China has underlined its strong backing to Sri Lanka by calling on the international community “to respect the right of the Sri Lankan government and people to choose their own path of promoting human rights”, amid recent criticism of the country’s human rights record.

With the issue coming under renewed attention following the recent Commonwealth Heads of Government Meeting (CHOGM) in Colombo, the Chinese Embassy, in a statement issued in the Sri Lankan capital on Thursday, said it was Beijing’s view that the Sri Lankan government and people “have the wisdom and capacity to deal appropriately with its internal affairs”.

The statement comes weeks after the conclusion of the CHOGM meeting, with countries such as the United Kingdom, Canada and Mauritius sharply criticising Sri Lanka’s human rights record, particularly with regard to alleged human rights violations and war crimes by the Sri Lankan armed forces during the final phase of the island’s ethnic conflict that ended in May 2009.

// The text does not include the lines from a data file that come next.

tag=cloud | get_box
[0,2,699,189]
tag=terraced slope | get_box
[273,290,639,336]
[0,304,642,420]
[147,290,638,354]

Observing that China opposed any effort to politicise or have double standards on human rights, or “to pressurise other countries using human rights as a tool”, the statement hailed Sri Lanka’s human rights record, which several rights groups have been scrutinising due to prevalent allegations.

‘Big strides’

“Over the years, Sri Lanka has made big strides in promoting human rights and realising national reconciliation,” it said, adding that China supported the Sri Lankan government’s efforts to safeguard independence, sovereignty and territorial integrity.

The international community, China said, should refrain from “complicating” the issue.

The statement from the Embassy appeared to suggest a move by Beijing to underline its support to Sri Lanka on the issue in unequivocal terms against the backdrop of renewed debate within the international community.

China has, in the past, been Sri Lanka’s strongest supporter at the United Nations, shielding Colombo from international criticism over its human rights record.

Chinese officials in Beijing this week stressed that there was no change in the government’s “persistent” stand on the issue.

Last week, the Chinese Foreign Ministry, in a press briefing on November 18, said in response to a question about Sri Lanka’s hosting of the CHOGM summit that it was of the view that while the issue was the “internal affair” of the Commonwealth and “differences” on human rights protection were not unusual because of differing national conditions, it was “most important” for the concerned countries to improve human rights conditions.

“We have been upholding that on the issue of human rights, the international community should enhance mutual understanding and cooperation through dialogues and exchanges to jointly promote the international cause of human rights in a constructive way,” the Foreign Ministry said.

Following the CHOGM summit, Sri Lankan President Mahinda Rajapaksa voiced his “appreciation” for China’s help in post-war reconstruction efforts, highlighting loans provided for the construction of ports, highways and power plants.